Il 16 giugno scorso il Dipartimento per le Libertà civili e l’Immigrazione ha pubblicato un bando riguardante proprio i “Piani regionali per la tutela della salute dei richiedenti e titolari di protezione internazionale in condizione di vulnerabilità”. Sono progetti e interventi che, visti i tanti sbarchi dell’ultimo periodo, diventano fondamentali.

Non a caso è previsto un fondo di tutto riguardo: 32 milioni di euro da suddividere tra le varie Regioni con la possibilità che siano anche le Aziende sanitarie a programmare iniziative specifiche. Per la presenza delle domande è stata fissata la scadenza del 31 agosto. Qualcosa pare sia andato storto.

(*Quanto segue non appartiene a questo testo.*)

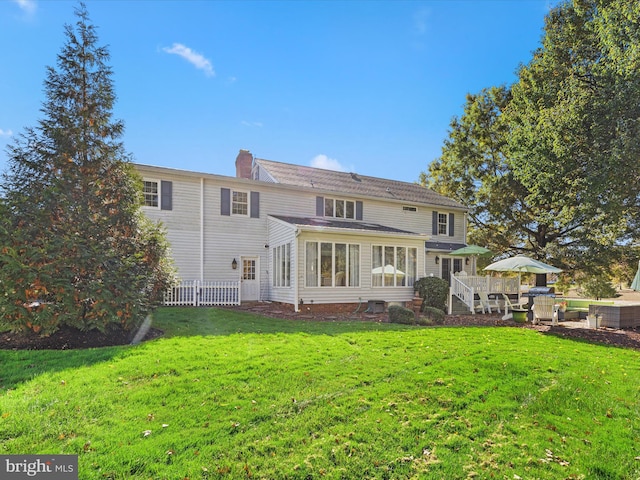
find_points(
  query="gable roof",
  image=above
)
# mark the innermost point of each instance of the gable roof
(353, 183)
(330, 224)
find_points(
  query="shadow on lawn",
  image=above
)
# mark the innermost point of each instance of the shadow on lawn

Dopo pochi giorni dalla pubblicazione dell’avviso pubblico - il 26 giugno - è stata stabilita una prima proroga. A detta dell’esecutivo, dopo l’alluvione in Emilia Romagna, erano state riscontrate «difficoltà nella predisposizione e trasmissione delle proposte progettuali».

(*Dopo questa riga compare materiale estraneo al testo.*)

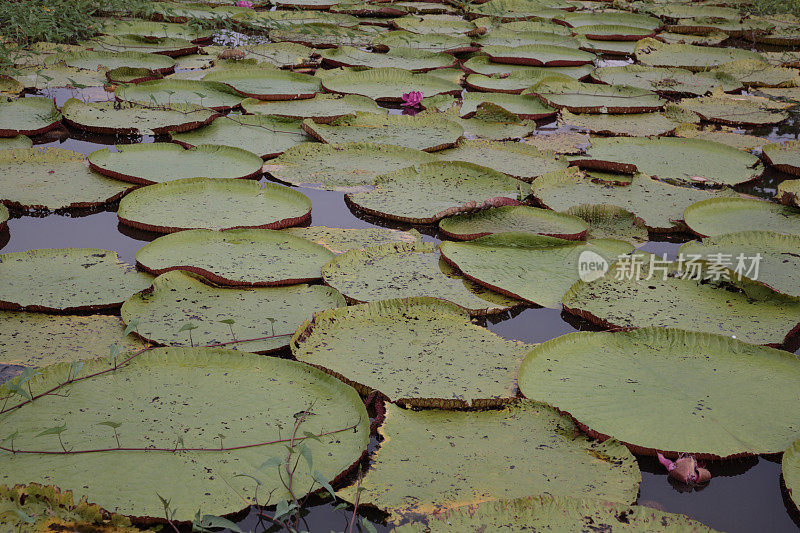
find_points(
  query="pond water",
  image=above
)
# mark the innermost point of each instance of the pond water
(744, 495)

Tutto rimandato, dunque, alla fine settembre. Passa poco meno di un mese e a fine luglio ecco scattare una nuova dilazione dei tempi: a causa questa volta delle «numerose richieste pervenute da parte dei proponenti». Risultato? Rinvio al 31 ottobre. Una decisione dal retrogusto paradossale: avrebbe avuto senso allungare i tempi di presentazione dei progetti nel caso in cui non ci fossero state proposte. Specie in un periodo di profonda emergenza.

Eterno rinvio

Ma il punto è soprattutto un altro. Tra i tanti avvisi pubblici del Viminale la “pratica” della proroga non è cosa rara, anzi è un’abitudine. Sempre a giugno è stato pubblicato l’avviso relativo agli «interventi di rafforzamento dell’integrazione scolastica di alunni e studenti di paesi terzi 2023-2026»: 25 milioni per consentire, tra le altre cose, la «promozione dell’inserimento nelle scuole dell’infanzia», il «coinvolgimento e partecipazione attiva delle famiglie» e la «valorizzazione del plurilinguismo e della diversità linguistica». Il copione è lo stesso: dopo due proroghe la scadenza del bando - inizialmente fissata al 31 agosto - è slittata al 31 ottobre.

Identico discorso riguarda i «servizi innovativi di formazione linguistica 2023-2026», un bando che sarebbe fondamentale per favorire l’integrazione, dato che «l’apprendimento della lingua italiana si conferma quale aspetto centrale del percorso di inclusione sociale essenziale per l’interazione con la comunità locale».

Sembra superfluo aggiunge che slittamento dopo slittamento, è tutto procrastinato a fine ottobre, bloccando i 5 milioni di euro già stanziati, esattamente come i 35 milioni destinati ai progetti di «promozione dell’autonomia sociale ed economica dei rifugiati».

Alla prima scadenza, riguardante la presentazione delle domande fissata al 15 settembre, si è aggiunta l’ennesimo rinvio al 31 ottobre. Ci mancherebbe: tutto è lecito se il fine, com’è scritto in ognuno dei decreti di proroga, è «consentire la stesura di progettualità innovative ed efficaci». Ma resta il fatto che per ben 97 milioni di euro si stia andando oltre le scadenze fissate. I fondi sono così fermi, in spregio all’emergenza.

Il caso Lampedusa

Ma non è tutto. Si può arrivare, infatti, a casi più surreali. Uno di questi tocca l’isola di Lampedusa, epicentro dell’emergenza. Nel 2020 sono stati stanziati 1,5 milioni per il progetto "Lampedusa, porta d’Europa”, che prevedeva importanti campagne di comunicazione e sensibilizzazione. Includeva, poi, la sistemazione dell'area cimiteriale «al fine di superare le discriminazioni legate al credo religioso e al necessario rispetto per le vittime del mare», e laboratori vari per «promuovere la società dell’accoglienza».

A distanza di anni ancora è tutto fermo a causa di ritardi e dilatazione dei tempi: la prima, intervenuta nel 2022, ha rinviato la fine dei lavori a settembre 2023. La seconda, più recente, parla di «gravi inadempienze della ditta esecutrice dei lavori» che «hanno portato alla rescissione del contratto e ad un nuovo affidamento dei lavori». Gira e rigira, ecco un’ultima proroga delle attività progettuali: 29 febbraio 2024.